Functional & Ethical SEO for Wordpress
June 6, 2018 8:28 AM   Subscribe

Am I tagging images and using keywords properly and fairly on my Wordpress site?

So Anonymous because I love Metafilter and want to play fair - I don't want this to be a ploy for my site.

Let's say my name is Susan and that I knit and have taught knitting classes in a BIG CITY since 2005. I am known for teaching knitting locally. I call my place a knitting PLACE, but my competition calls theirs a knitting SPACE.
None of those things are true, but they are good parallels to my question for this example. Assume that both PLACE and SPACE are common usage words that anyone would associate to a knitting business.

I have a website that has ranked high in Google locally because of attention I have gotten over the years, but things are changing and I need some clarification to keep up with some new competition.

My website is susan-dot-com (again: it isn't) and my knitting blog about my knitting classes is blog..susan-dot-com.
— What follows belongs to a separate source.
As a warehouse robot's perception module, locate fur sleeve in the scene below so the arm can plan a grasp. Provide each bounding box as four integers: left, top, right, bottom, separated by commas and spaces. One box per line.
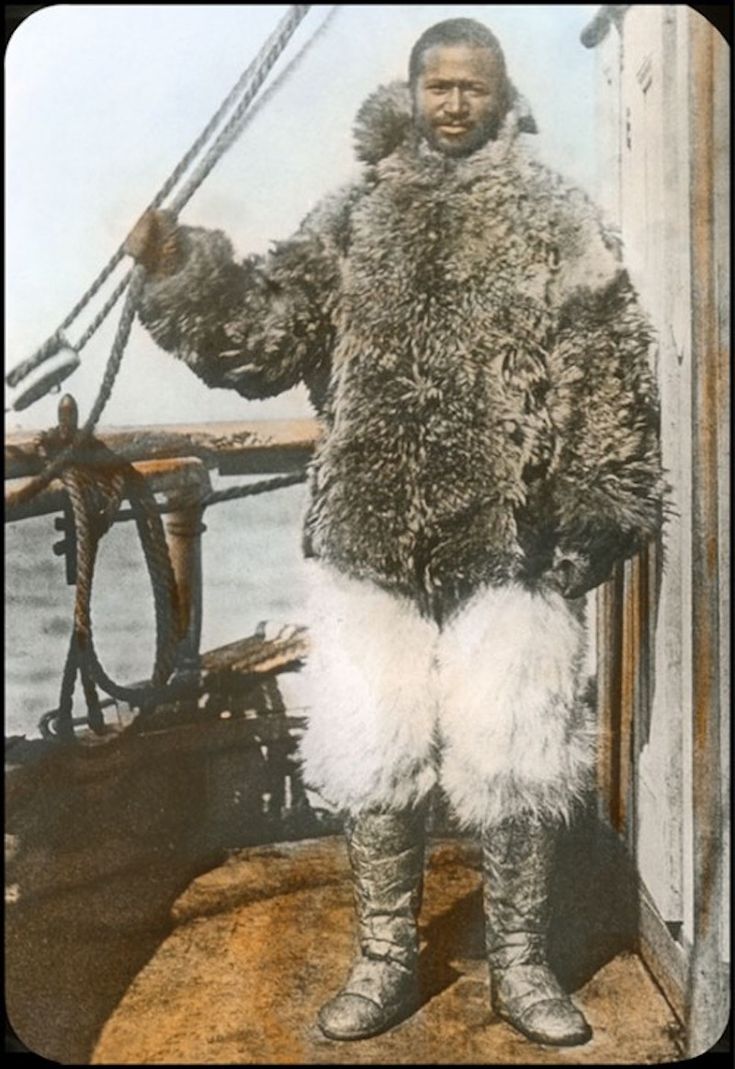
140, 186, 356, 398
549, 203, 664, 581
When I upload and tag images in wordpress I have been using this format with colons separating the words or phrases:

(Let's say it is an entry about a garment that a student named George has made)

--Picture of George in knitted garment--

Title:
Knitting classes in BIG CITY: Susan: knitting PLACE: Knitting SPACE: Knitting: Garment: Student: George: Knitted dress

Caption:
George's red knitted dress!

Alt Text:
Knitting classes in BIG CITY: Susan: knitting PLACE: Knitting SPACE: Knitting: Garment: Student: George: Knitted dress: red

Description:
Knitting classes in BIG CITY: Susan: knitting PLACE: Knitting SPACE: Knitting: Garment: Student: George: Knitted dress: Red

Then, on the post page itself I have been going to the "Custom Fields" section and adding:
Knitting classes in BIG CITY: Susan: Knitting Place: Knitting space: Knitting: Garment: Student: George: Knitted dress

And then in the "Custom Fields" section, for the Meta-description, Snippet, and Excerpt I write something like:
"Let George show you the garment they worked on at Susan's knitting place!"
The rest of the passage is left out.